L'État, gestionnaire mais aussi stratège, principal financeur de l'enseignement supérieur et de la recherche, doit exercer une responsabilité essentielle dans les grandes orientations des universités autonomes mais doit se garder de toute intervention, uniformisation et normalisation excessive. Il est utile de réaffirmer que responsabilité, respect et confiance sont la base des bonnes pratiques, tout particulièrement dans une période de forte contrainte budgétaire : le contrôle a priori ne saurait être la règle par défaut. La contractualisation apparaît dans ce sens comme l'outil le plus approprié d'une politique publique tenant compte de l'autonomie croissante des établissements.

Au-delà de l'allocation des moyens, l'autonomie des universités n'a de sens que si leur régulation par l'État dépasse le contrôle a priori pour aller vers la définition d'une stratégie nationale concertée, et vers une relation avec les établissements fondée sur la confiance, sur la prospective et sur l'évaluation conjointe des résultats, plutôt que sur un contrôle rapproché.
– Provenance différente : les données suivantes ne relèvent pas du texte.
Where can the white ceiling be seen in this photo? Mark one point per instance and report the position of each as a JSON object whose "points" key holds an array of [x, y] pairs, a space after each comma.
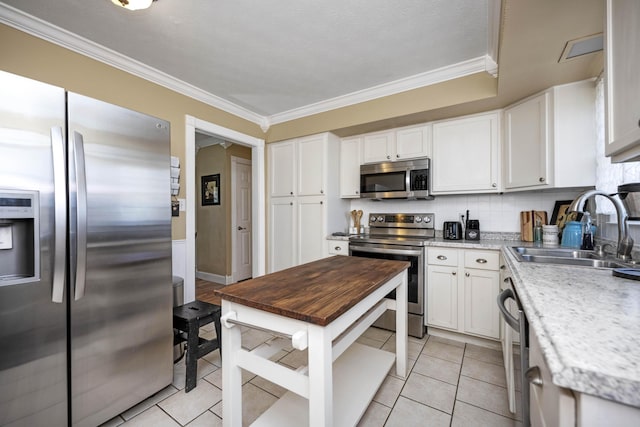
{"points": [[262, 59]]}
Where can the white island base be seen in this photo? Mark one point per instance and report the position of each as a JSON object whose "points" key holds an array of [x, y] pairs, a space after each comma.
{"points": [[341, 376], [357, 375]]}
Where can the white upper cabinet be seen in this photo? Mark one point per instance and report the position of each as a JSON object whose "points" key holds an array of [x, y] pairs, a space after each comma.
{"points": [[550, 139], [622, 78], [526, 143], [397, 144], [413, 142], [466, 155], [350, 160], [282, 168], [311, 165], [379, 147]]}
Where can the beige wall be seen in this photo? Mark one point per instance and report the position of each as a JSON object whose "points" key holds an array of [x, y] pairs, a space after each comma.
{"points": [[213, 222], [32, 57]]}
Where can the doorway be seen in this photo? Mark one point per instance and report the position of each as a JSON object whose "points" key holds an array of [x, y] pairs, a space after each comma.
{"points": [[240, 219], [258, 239]]}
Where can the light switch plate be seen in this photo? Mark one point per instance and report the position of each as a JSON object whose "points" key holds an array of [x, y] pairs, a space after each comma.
{"points": [[6, 241]]}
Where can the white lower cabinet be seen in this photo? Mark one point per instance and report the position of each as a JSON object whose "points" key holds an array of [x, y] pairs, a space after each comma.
{"points": [[550, 405], [462, 289]]}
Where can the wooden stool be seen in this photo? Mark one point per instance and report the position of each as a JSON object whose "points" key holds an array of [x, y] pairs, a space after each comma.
{"points": [[188, 319]]}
Selon le MESR, le bilan, à ce stade, de la politique contractuelle fait apparaître une réelle maturation stratégique des établissements qui sont dans l'ensemble en capacité de définir leur trajectoire sur un moyen terme. Le contrat quinquennal a effectivement permis la conjugaison des orientations nationales de l'État en matière d'enseignement supérieur et de recherche avec la stratégie propre des établissements. Le contrat comporte un volet de performance, articulé autour d'objectifs et de résultats attendus mesurés au moyen d'indicateurs, qui doit donner lieu à un examen, à l'échéance de la période contractuelle, des résultats effectivement obtenus par rapport aux engagements négociés. Cet examen n'intervenant qu'à l'issue de l'exécution du contrat, il n'a pas d'impact sur l'allocation annuelle des moyens en cours d'exécution.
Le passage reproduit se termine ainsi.